The spirits shrieked in rage in her ears. Panic clawed down through Faye's throat and tore at her bowels. She should have lied, should have said something else, anything else, other than the truth. But Kratos, more than anyone else, knew the cost of making deals with powerful beings.

"I promise," she said.

So that was it, then. There was nothing else to do other than wait for the slow and bitter end. She shuffled forward on her knees, took her son's head into her lap, and began to sponge him over again. The emptiness returned to her gut, the feel and scent of the room fading to the feel of cold ash. Inside her head, the spirits shrieked with rage, and Faye felt the sour taste of partial victory against them. Atreus would die, but he would never be a puppet for the Giants or a pawn for the gods.

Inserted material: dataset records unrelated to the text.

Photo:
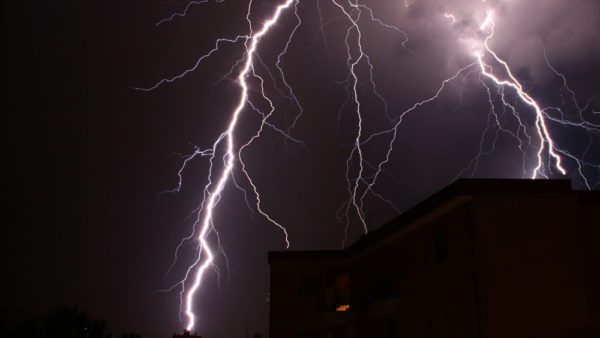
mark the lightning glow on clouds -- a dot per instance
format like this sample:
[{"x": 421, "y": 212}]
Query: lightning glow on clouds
[{"x": 531, "y": 124}]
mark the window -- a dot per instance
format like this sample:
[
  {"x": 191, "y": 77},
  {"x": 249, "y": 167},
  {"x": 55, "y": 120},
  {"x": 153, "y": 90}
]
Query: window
[
  {"x": 441, "y": 245},
  {"x": 308, "y": 286}
]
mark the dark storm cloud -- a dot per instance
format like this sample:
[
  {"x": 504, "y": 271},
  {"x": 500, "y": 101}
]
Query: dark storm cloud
[{"x": 90, "y": 156}]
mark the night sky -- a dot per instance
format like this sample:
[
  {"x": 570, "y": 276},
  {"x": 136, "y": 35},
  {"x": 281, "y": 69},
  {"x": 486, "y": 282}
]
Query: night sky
[{"x": 88, "y": 156}]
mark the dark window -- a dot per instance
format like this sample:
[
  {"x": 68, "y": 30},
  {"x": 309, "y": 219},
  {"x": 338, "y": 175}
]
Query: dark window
[
  {"x": 308, "y": 286},
  {"x": 441, "y": 245},
  {"x": 401, "y": 263}
]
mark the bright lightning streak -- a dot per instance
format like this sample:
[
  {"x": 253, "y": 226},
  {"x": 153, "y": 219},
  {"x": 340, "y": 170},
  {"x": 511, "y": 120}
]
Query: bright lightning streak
[
  {"x": 361, "y": 174},
  {"x": 541, "y": 125},
  {"x": 230, "y": 161}
]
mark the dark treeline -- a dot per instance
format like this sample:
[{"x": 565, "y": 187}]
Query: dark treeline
[{"x": 60, "y": 322}]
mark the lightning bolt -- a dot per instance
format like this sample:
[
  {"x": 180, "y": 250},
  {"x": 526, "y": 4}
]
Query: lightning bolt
[{"x": 226, "y": 155}]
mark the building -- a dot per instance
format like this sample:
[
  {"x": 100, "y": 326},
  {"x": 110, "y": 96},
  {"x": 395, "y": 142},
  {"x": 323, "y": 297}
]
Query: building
[
  {"x": 480, "y": 258},
  {"x": 186, "y": 334}
]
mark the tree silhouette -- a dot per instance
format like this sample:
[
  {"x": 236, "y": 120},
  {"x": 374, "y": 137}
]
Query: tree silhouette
[{"x": 62, "y": 322}]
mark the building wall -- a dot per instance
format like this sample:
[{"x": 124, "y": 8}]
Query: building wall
[
  {"x": 302, "y": 294},
  {"x": 483, "y": 265},
  {"x": 530, "y": 265},
  {"x": 420, "y": 284}
]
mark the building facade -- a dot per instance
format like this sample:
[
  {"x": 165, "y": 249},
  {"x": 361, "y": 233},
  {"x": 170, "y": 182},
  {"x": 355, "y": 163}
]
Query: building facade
[{"x": 481, "y": 258}]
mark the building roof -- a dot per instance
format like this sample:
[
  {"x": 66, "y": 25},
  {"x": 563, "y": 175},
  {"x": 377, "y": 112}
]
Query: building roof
[{"x": 457, "y": 189}]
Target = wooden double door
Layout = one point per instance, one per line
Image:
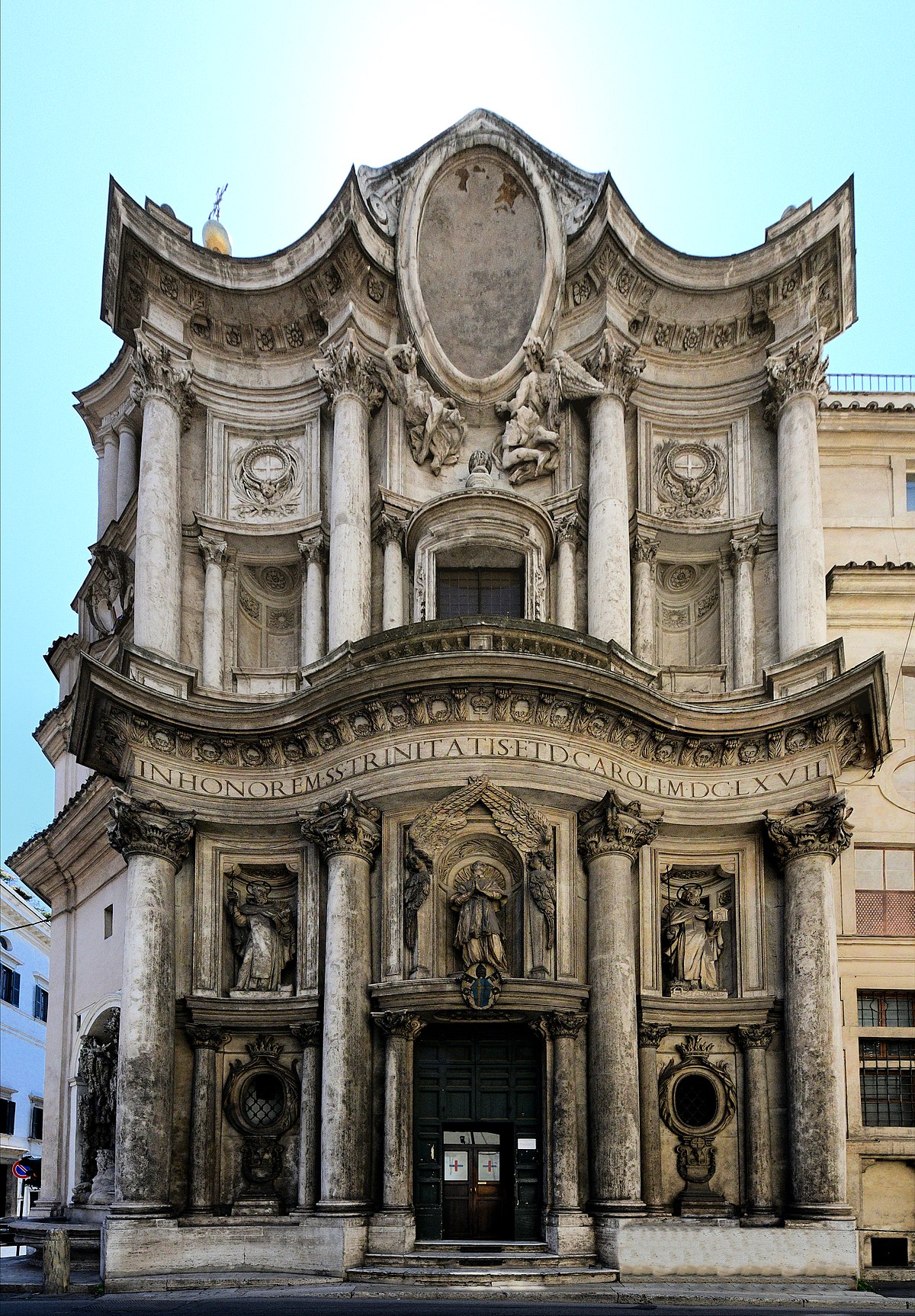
(478, 1133)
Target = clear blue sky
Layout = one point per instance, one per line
(712, 117)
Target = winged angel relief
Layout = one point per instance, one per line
(529, 444)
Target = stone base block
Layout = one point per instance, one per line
(393, 1232)
(299, 1245)
(570, 1234)
(688, 1249)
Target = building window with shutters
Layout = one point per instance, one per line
(885, 891)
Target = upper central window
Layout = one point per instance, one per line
(480, 591)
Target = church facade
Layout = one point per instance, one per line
(493, 625)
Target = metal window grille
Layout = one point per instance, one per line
(888, 1082)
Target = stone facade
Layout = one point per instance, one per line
(464, 730)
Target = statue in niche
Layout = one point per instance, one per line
(435, 425)
(262, 936)
(693, 940)
(96, 1111)
(480, 893)
(529, 444)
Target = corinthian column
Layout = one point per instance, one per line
(652, 1189)
(154, 844)
(313, 549)
(644, 561)
(743, 552)
(806, 844)
(206, 1042)
(214, 556)
(310, 1036)
(390, 536)
(162, 387)
(753, 1042)
(610, 836)
(351, 382)
(797, 384)
(569, 536)
(348, 833)
(608, 594)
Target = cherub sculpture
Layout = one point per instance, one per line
(529, 444)
(435, 425)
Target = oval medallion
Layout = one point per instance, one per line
(481, 259)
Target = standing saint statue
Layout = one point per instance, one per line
(693, 939)
(478, 895)
(262, 935)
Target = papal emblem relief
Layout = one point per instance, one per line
(690, 480)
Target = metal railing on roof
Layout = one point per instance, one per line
(872, 384)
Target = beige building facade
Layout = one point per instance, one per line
(486, 757)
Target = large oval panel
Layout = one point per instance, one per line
(481, 261)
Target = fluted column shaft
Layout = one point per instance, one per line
(162, 387)
(351, 382)
(797, 384)
(400, 1029)
(214, 554)
(206, 1042)
(610, 837)
(107, 480)
(127, 465)
(348, 833)
(154, 844)
(310, 1036)
(807, 843)
(652, 1186)
(608, 595)
(753, 1040)
(644, 557)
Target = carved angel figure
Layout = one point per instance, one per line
(435, 425)
(415, 891)
(478, 894)
(262, 937)
(529, 444)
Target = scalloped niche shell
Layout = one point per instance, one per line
(481, 257)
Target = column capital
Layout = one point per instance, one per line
(645, 549)
(346, 827)
(214, 549)
(208, 1037)
(390, 529)
(744, 549)
(159, 373)
(752, 1037)
(400, 1022)
(652, 1035)
(801, 370)
(346, 370)
(612, 827)
(616, 366)
(561, 1024)
(313, 547)
(310, 1033)
(149, 830)
(811, 828)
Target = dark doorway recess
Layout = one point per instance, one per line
(478, 1133)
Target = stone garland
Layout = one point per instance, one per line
(519, 705)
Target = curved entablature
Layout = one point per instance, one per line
(470, 692)
(601, 265)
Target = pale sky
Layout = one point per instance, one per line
(711, 117)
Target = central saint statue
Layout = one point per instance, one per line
(478, 894)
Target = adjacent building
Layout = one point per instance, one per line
(485, 759)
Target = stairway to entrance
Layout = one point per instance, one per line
(482, 1263)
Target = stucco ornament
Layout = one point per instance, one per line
(262, 936)
(693, 940)
(435, 425)
(529, 444)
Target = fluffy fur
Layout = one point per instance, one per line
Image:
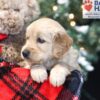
(49, 48)
(15, 15)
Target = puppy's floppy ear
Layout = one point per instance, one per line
(61, 43)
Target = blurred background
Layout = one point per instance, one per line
(86, 36)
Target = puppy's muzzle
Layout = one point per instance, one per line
(26, 53)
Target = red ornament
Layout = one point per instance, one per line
(3, 36)
(4, 64)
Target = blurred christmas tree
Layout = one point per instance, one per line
(85, 32)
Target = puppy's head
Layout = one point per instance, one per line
(45, 39)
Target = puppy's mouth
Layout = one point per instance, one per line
(32, 62)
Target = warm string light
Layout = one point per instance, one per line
(72, 23)
(71, 16)
(55, 8)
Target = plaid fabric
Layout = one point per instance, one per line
(16, 84)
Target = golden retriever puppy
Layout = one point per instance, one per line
(49, 47)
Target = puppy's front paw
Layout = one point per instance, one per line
(39, 74)
(58, 76)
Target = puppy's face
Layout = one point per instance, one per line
(45, 39)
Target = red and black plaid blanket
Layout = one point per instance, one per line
(16, 84)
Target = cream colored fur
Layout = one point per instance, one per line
(55, 54)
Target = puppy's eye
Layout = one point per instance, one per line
(27, 38)
(39, 40)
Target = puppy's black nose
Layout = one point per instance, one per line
(26, 53)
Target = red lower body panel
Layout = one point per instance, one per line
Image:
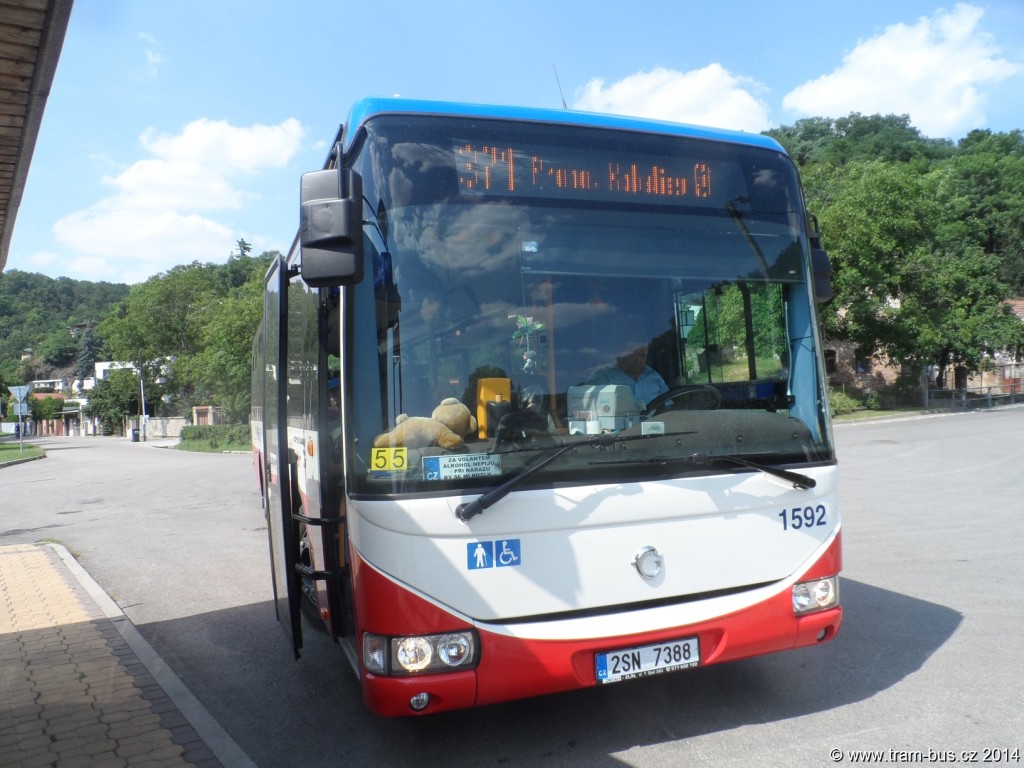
(515, 668)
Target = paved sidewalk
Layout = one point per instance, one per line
(80, 686)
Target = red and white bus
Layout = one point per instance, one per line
(539, 403)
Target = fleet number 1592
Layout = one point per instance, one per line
(804, 517)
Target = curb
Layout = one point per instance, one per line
(216, 738)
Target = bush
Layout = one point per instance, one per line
(216, 437)
(871, 400)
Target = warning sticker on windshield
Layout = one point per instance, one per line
(461, 466)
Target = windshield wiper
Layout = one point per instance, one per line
(469, 510)
(799, 480)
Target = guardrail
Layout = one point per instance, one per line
(973, 397)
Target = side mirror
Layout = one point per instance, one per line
(331, 228)
(821, 268)
(820, 264)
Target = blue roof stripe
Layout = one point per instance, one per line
(369, 108)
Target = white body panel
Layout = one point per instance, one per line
(578, 545)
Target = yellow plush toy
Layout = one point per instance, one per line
(454, 415)
(446, 427)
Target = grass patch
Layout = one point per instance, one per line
(10, 451)
(216, 438)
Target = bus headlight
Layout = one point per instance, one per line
(419, 653)
(816, 595)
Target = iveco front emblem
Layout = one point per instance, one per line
(647, 562)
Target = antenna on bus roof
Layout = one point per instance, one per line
(558, 82)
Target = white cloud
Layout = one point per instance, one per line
(163, 211)
(935, 71)
(711, 96)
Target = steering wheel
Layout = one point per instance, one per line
(686, 397)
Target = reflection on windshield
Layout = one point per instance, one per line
(503, 325)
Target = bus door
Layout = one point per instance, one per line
(279, 466)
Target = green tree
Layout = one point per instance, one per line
(115, 397)
(44, 409)
(223, 366)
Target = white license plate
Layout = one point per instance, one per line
(647, 659)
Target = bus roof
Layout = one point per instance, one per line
(370, 108)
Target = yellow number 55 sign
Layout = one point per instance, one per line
(389, 460)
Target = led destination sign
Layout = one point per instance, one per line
(550, 172)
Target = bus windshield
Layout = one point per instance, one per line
(531, 286)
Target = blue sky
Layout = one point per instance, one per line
(175, 128)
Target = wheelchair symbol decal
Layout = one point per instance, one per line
(500, 554)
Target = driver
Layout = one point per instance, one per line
(631, 366)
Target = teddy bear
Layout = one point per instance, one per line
(446, 427)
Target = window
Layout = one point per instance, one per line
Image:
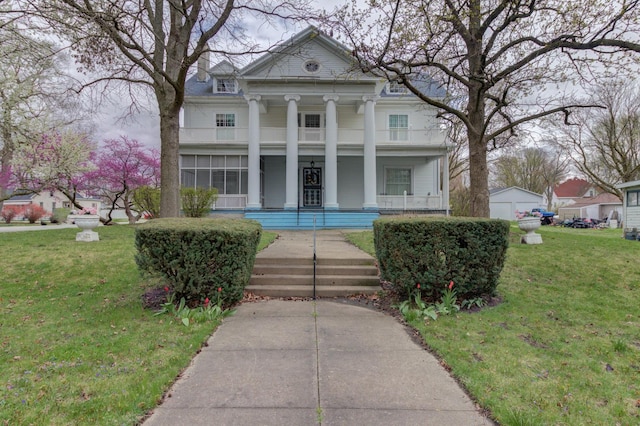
(225, 127)
(395, 87)
(397, 180)
(311, 125)
(227, 173)
(311, 66)
(225, 85)
(398, 127)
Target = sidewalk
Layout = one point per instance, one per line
(306, 363)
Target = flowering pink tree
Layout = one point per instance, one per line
(122, 166)
(57, 160)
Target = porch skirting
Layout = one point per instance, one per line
(304, 219)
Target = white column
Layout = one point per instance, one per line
(445, 181)
(370, 198)
(331, 154)
(291, 189)
(253, 187)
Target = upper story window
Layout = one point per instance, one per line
(312, 66)
(226, 85)
(396, 88)
(398, 127)
(225, 127)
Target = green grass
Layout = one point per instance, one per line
(563, 347)
(76, 346)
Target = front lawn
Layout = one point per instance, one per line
(563, 346)
(76, 345)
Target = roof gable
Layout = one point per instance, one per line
(288, 59)
(572, 188)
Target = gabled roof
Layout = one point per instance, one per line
(22, 197)
(300, 45)
(499, 190)
(600, 199)
(292, 45)
(628, 184)
(572, 188)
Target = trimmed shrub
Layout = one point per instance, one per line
(434, 251)
(197, 202)
(60, 214)
(200, 256)
(9, 213)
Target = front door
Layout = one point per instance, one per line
(312, 187)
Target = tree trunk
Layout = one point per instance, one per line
(169, 156)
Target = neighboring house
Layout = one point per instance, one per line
(50, 200)
(599, 207)
(503, 202)
(631, 204)
(299, 132)
(570, 191)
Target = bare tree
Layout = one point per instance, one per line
(154, 43)
(509, 60)
(605, 143)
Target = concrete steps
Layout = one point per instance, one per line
(293, 277)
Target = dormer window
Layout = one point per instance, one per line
(396, 88)
(312, 66)
(226, 85)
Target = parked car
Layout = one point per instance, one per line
(546, 217)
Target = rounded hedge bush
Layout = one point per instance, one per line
(199, 256)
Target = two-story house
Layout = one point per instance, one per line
(300, 133)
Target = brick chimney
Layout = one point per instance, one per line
(203, 66)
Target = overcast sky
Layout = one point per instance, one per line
(144, 126)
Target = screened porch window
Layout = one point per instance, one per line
(397, 180)
(227, 173)
(398, 127)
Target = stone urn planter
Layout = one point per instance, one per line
(86, 222)
(530, 225)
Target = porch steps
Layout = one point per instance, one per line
(293, 277)
(304, 219)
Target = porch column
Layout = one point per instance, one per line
(445, 181)
(291, 189)
(370, 199)
(331, 154)
(253, 187)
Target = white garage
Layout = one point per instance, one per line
(503, 202)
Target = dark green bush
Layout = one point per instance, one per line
(197, 202)
(198, 256)
(434, 251)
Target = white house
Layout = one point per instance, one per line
(299, 133)
(51, 200)
(631, 204)
(503, 202)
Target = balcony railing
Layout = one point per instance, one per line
(278, 135)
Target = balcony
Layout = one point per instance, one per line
(278, 135)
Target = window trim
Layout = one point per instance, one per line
(216, 85)
(411, 179)
(395, 88)
(396, 133)
(225, 132)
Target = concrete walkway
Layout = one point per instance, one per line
(305, 363)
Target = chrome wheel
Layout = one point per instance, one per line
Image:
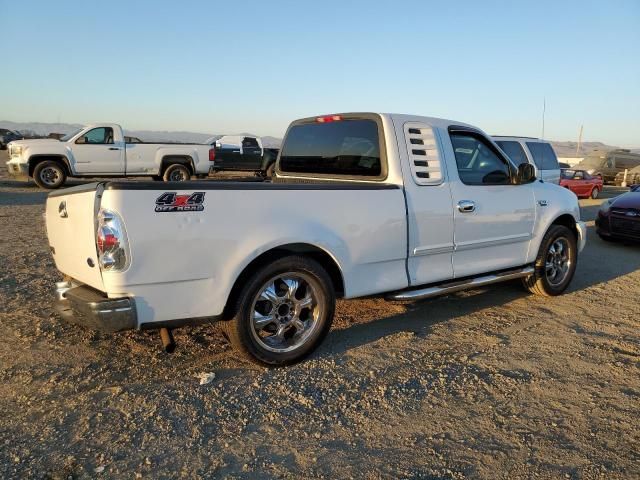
(286, 311)
(50, 176)
(558, 261)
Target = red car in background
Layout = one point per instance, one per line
(581, 183)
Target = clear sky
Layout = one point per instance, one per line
(225, 67)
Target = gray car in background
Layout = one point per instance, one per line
(7, 136)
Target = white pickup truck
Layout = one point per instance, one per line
(102, 150)
(362, 204)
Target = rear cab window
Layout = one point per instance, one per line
(335, 146)
(543, 155)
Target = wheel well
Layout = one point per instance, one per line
(36, 159)
(185, 160)
(568, 221)
(311, 251)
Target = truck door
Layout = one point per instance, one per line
(429, 204)
(493, 218)
(96, 151)
(251, 153)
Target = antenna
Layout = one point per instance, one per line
(579, 141)
(544, 108)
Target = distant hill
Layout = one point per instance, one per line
(44, 129)
(563, 149)
(568, 149)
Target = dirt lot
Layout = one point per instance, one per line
(493, 383)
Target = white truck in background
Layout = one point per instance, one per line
(361, 204)
(102, 150)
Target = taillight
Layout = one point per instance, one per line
(111, 241)
(329, 118)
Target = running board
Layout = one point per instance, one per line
(454, 286)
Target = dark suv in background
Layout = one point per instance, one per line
(7, 136)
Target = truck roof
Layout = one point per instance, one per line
(515, 137)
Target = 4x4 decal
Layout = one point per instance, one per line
(172, 202)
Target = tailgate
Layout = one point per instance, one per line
(71, 228)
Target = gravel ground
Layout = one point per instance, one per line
(492, 383)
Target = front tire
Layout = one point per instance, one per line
(283, 312)
(49, 175)
(555, 264)
(177, 173)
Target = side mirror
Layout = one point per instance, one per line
(526, 173)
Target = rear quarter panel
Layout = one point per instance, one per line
(184, 264)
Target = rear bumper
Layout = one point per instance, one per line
(88, 307)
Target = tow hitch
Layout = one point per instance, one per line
(168, 343)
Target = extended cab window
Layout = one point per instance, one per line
(345, 147)
(543, 155)
(250, 142)
(478, 162)
(514, 150)
(97, 136)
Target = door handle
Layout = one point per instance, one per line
(466, 206)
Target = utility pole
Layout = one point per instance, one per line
(579, 141)
(544, 108)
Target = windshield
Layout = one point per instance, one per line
(594, 162)
(69, 136)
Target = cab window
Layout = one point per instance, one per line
(249, 142)
(345, 147)
(543, 155)
(514, 151)
(478, 162)
(97, 136)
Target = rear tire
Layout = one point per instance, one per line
(177, 173)
(282, 312)
(555, 264)
(49, 175)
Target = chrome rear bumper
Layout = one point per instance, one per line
(85, 306)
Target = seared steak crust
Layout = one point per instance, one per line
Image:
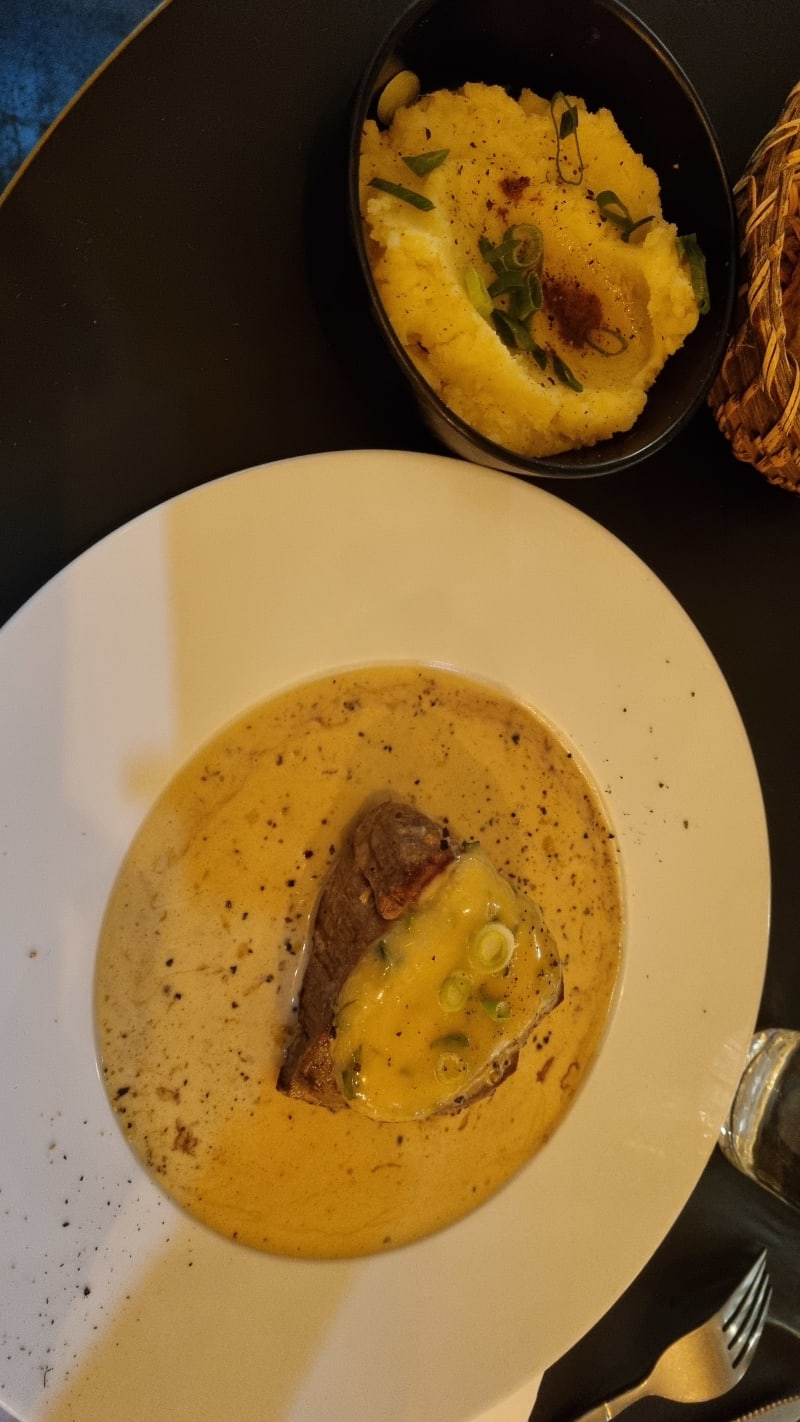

Kratos resumed his frantic pacing around the room. Sweat poured from his face, and the muscles of his shoulders rippled with tension. He smashed a third pot by accident, stared down at it in disdain, then pulverized the pieces to powder beneath his foot. He knocked over another stack, on purpose, and began to crush those. Faye made no move to stop him. The pots were not particularly valuable, and even if they had been, she was far past caring.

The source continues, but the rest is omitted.